Politics

Maneuvers

Former members of the Party of Regions and the Communist Party of Ukraine united in the Verkhovna Rada

Former members of the Party of Regions and the Communist Party of Ukraine united in the Verkhovna Rada
Photo: PHL

Yesterday, Speaker of the Verkhovna Rada Oleksandr Turchynov announced the creation of a new deputy group “For Peace and Stability”. It includes 32 parliamentarians, which is the minimum required number for forming a group that has the rights of a faction. Former members of the Party of Regions faction Vitaliy Hrushevskiy, Yevhen Balytskiy and also Oleksandr Prysyazhnyuk, who together with five deputies abandoned the Communist Party faction, became authorized representatives of the association. Fellow MPs can only guess as to the policy that the new group will conduct and at whom it will be oriented.

As a faction

Former members of the CPU and majoritarian members of the PoR became the foundation of the new deputy group, the composite of which has not yet officially been made public.
The group members admit that they plan to form a political party to run in the early parliamentary elections on the base of the For Peace and Stability deputy group.

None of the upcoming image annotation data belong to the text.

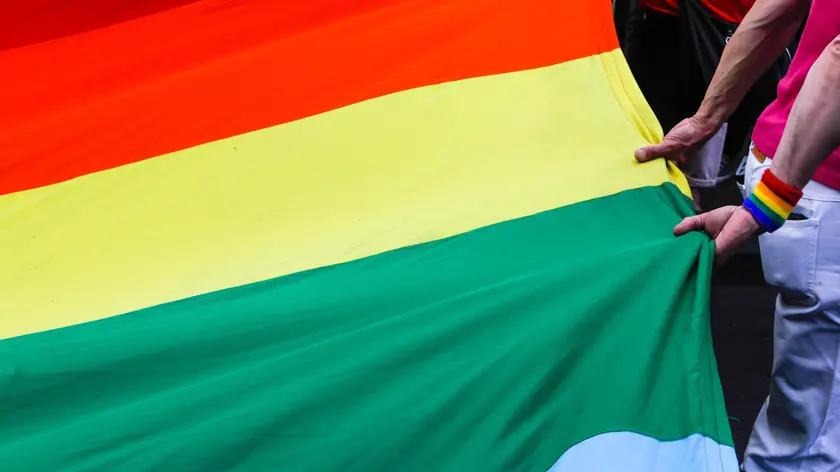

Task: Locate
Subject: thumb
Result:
[636,140,677,162]
[674,213,708,236]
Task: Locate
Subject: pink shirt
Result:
[753,0,840,190]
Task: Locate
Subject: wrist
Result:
[735,205,767,236]
[692,100,727,131]
[743,169,802,233]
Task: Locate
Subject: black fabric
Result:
[679,0,795,155]
[616,0,793,157]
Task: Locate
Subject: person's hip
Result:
[744,144,840,306]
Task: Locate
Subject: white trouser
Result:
[744,146,840,472]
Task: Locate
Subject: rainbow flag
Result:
[0,0,737,472]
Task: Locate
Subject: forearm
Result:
[771,37,840,190]
[697,0,810,127]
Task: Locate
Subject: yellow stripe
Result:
[753,182,793,218]
[0,51,687,338]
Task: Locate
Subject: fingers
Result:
[674,213,708,236]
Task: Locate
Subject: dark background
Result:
[711,251,776,459]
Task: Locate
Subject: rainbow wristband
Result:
[744,169,802,233]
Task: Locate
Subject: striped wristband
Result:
[744,169,802,233]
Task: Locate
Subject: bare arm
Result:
[636,0,811,163]
[697,0,811,129]
[674,37,840,262]
[771,36,840,189]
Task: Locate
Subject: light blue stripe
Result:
[549,432,738,472]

“Yes, this will be a political project,” Hrushevskiy confirmed for journalists at a briefing held yesterday. However, he did not disclose any details about the formation of the party, noting only that the main condition for holding of early parliamentary elections should be the settlement of the situation in Donbas.

According to information that Capital possesses, the formation of the new deputy association that has the rights of a faction began a month ago. The namesake inter-faction association headed by Vitaliy Hrushevskiy with 15 deputies became the basis for its formation. Then one parliamentarian who had already signed his application to join the new group and requested anonymity informed Capital that the faction would not be in opposition to the newly elected President Petro Poroshenko or the Cabinet of Ministers.

Be that as it may, member of the newly formed deputy group Oleksandr Holub told Capital that it is too early to speak about a unified position of the deputies of the association regarding the conditions and nature of collaboration with the government. “There are three centrifugal forces in the group – Hrushevskiy, Balytskiy and Prysyazhnyuk. But our common position is to find the points of contiguity to achieve a truce and mitigate damage to the economy,” assures Holub, who together with the other five deputies on Tuesday abandoned the CPU faction.

They explain their action by their disagreement with the policy of CPU leader Petro Symonenko. However, in response the latter threw the defectors out of the party and accused them of “haggling votes with the government” on the money of businessman Serhiy Kurchenko. “Kurchenko formed this faction and paid huge amounts of money to realize this project in the Verkhovna Rada,” Symonenko told journalists in the corridors of the parliament on Wednesday.

Pool of suppositions

The UDAR and PoR factions also stick to the version of Kurchenko’s involvement in the new association, though they comment on this only on the right of anonymity. The businessman himself denied that he financed the creation of the political project in an interview for the Russian Novaya Gazeta. “I do not personally know Kurchenko, never met with him and did not hold talks with his representatives. Symonenko’s accusations that we are financed by Kurchenko are nonsense,” says Holub.

People’s deputy Oleh Medunitsa (Batkivshchyna party) believes that the new association will be a “faction of Putin”. His colleague in the faction Oleksandr Bryhynets offered another version: the group could have been formed as a new coalition in the event that one of the factions would abandon the existing one with the aim of announcing early parliamentary elections.

Noteworthy is that Hrushevskiy, one of the authorized members of the group, announced his own plan for settling the situation in the eastern part of Ukraine and will present the new association in the Verkhovna Rada in the nearest days.

Today, five factions and three deputy groups with the rights of a faction are registered in the parliament.